Chakib Khelil fait peur encore

Depuis pratiquement deux ans, le programme de mise à niveau des installations de Hassi Messaoud accuse un retard alarmant. L’Algérie perd quotidiennement des sommes inimaginables alors que du côté de la Sonatrach, on ne semble pas s’inquiéter de cette situation. Au département Amont, on ne veut pas trop fouiller dans ce dossier, car il comporte des traces qui mènent directement vers Chakib Khelil. A l’origine de ce programme, des forages ont été effectués il y a quelques années dans la zone du complexe industriel Naili Abdelhamid (Zcina) de Hassi Messaoud, et ont révélé un potentiel important d’hydrocarbures. Fort de cet argument, Chakib Khelil a vite fait de lancer un programme d’investissements afin de pouvoir augmenter la capacité de production de l’ordre de 70 000 barils par jour.

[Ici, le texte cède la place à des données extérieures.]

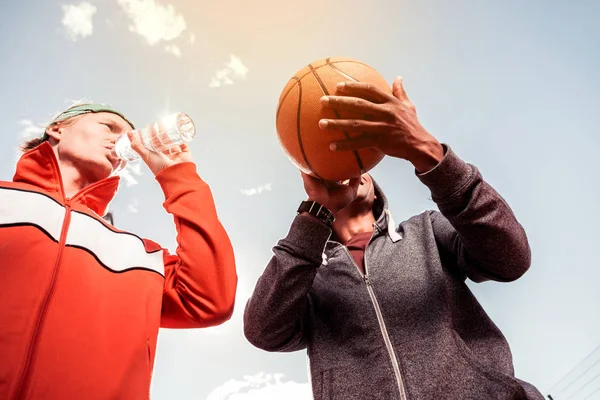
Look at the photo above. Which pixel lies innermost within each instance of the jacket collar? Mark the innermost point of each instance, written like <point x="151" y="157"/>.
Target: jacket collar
<point x="383" y="217"/>
<point x="39" y="167"/>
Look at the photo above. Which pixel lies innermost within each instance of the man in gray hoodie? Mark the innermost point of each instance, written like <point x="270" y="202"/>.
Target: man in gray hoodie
<point x="384" y="310"/>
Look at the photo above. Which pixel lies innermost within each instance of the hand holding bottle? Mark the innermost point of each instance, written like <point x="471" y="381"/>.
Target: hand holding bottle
<point x="157" y="161"/>
<point x="160" y="144"/>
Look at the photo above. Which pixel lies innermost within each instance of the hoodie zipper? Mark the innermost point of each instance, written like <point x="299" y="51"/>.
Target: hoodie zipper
<point x="380" y="320"/>
<point x="25" y="374"/>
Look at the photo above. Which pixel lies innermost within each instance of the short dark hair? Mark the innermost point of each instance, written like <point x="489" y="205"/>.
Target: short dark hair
<point x="32" y="144"/>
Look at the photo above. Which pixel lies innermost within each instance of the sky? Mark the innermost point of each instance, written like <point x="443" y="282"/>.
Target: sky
<point x="511" y="86"/>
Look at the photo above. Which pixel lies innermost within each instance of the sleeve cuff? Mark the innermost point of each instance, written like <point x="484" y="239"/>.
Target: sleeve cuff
<point x="448" y="177"/>
<point x="309" y="236"/>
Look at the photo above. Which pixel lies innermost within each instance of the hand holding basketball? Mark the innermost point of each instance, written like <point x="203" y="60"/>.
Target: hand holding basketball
<point x="333" y="195"/>
<point x="393" y="127"/>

Le programme en question consistait en la réalisation d’une infrastructure de collecte et de traitement des hydrocarbures. Il faut rappeler encore qu’à cette époque, la Sonatrach ne reconnaissait pas le code des marchés publics et obéissait exclusivement aux directives de gestion imposées par Chakib Khelil (les fameuses R14 et R15).

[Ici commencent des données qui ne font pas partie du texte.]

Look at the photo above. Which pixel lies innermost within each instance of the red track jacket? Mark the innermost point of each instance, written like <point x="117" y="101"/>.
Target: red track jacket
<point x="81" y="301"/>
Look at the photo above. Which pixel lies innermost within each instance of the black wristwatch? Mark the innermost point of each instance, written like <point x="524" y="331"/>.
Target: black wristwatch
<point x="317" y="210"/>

Du coup, ce programme commence dans des conditions d’opacité totale sur certains aspects. La principale installation allait être arrachée par Saipem. Le 18 octobre 2008, la Sonatrach annonce l’attribution au profit de cette société italienne du contrat relatif au projet d’extraction des liquides des gaz associés et séparation d’huile LDHP. Le montant de ce projet est faramineux : 117 milliards de dinars, soit près d’un milliard et demi de dollars. Saipem devait achever les travaux de réalisation de ce projet dans un délai de 42 mois. Mais entre-temps, la Sonatrach a vu défiler quatre P-dg de profils différents : Mohamed Meziane est accablé par une enquête sur sa collusion avec Saipem et d’autres sociétés.

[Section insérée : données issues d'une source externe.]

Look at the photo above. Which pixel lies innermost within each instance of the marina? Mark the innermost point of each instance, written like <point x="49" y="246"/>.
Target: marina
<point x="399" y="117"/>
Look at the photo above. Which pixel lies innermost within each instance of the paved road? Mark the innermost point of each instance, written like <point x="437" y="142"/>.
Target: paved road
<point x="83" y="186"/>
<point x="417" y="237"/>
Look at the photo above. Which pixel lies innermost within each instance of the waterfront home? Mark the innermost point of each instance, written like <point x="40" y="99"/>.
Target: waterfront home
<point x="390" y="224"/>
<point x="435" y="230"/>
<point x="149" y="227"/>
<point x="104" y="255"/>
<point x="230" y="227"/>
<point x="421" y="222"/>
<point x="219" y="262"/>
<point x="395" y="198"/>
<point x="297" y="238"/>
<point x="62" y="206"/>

Abdelhafid Feghouli est également inculpé dans des affaires de gestion. Noureddine Cherouati gêne quand il prend certaines décisions et son ministre finit par le limoger. Abdelhamid Zerguine a juré sur tous les Livres Saints de vouer allégeance à ce même ministre et ne prend aucune initiative sans le consulter.

Cette valse des patrons de Sonatrach a considérablement participé aux retards cumulés sur le programme de Zcina et les secrets de Chakib Khelil sont, du coup, bien préservés. Saipem, quant à elle, n’est pas inquiétée par les nouveaux responsables de la Sonatrach et risque encore de décrocher ce nouveau contrat.

Sonatrach et ses chiffres

Les retards accusés sur Zcina ne sont pas quantifiés par la Sonatrach pour ne pas révéler l’ampleur du manque à gagner pour l’Algérie. Sa hiérarchie ne demande pas non plus des comptes par rapport à cette situation. D’ailleurs, en l’absence d’un système d’audit externe, des experts ont dénoncé une éventuelle manipulation par la Sonatrach des chiffres relatifs aux réserves. Des sources bien informées font état de bilans erronés inscrits au PMT (programme à moyen terme 2012-2016) sur l’état de certains gisements. Au département Amont, les cadres ont peur de dire certaines vérités que personne ne souhaite entendre. Pourtant, ce ne sont pas les compétences qui manquent dans ce domaine. Des cadres algériens ont bien géré des projets montés par la Sonatrach en effort propre et leurs capacités se sont avérées identiques à celles des partenaires étrangers. Mais, quand il s’agit de prendre des décisions importantes, on ne prend que ceux qui ne contestent pas certains choix. «Depuis son arrivée à l’énergie, Youcef Yousfi ne parle que de projets futurs et n’évoque jamais les problèmes existants ni les moyens de les résoudre», confie un expert. Les autorités du pays ne semblent pas au fait de la réalité de l’état de certains gisements qui enregistrent une déperdition irréversible d’hydrocarbures en raison de leur mauvaise gestion. La Sonatrach, étant juge et partie, avance des chiffres qu’aucune expertise externe ne confirme. L’état des lieux des réserves d’Alrar et de Zarzaitine est occulté par les responsables de la Sonatrach. On n’évoque jamais ce sujet. On préfère plutôt avancer des déclarations sur des projets en offshore en 2014 ou encore sur les gaz de schiste en 2020.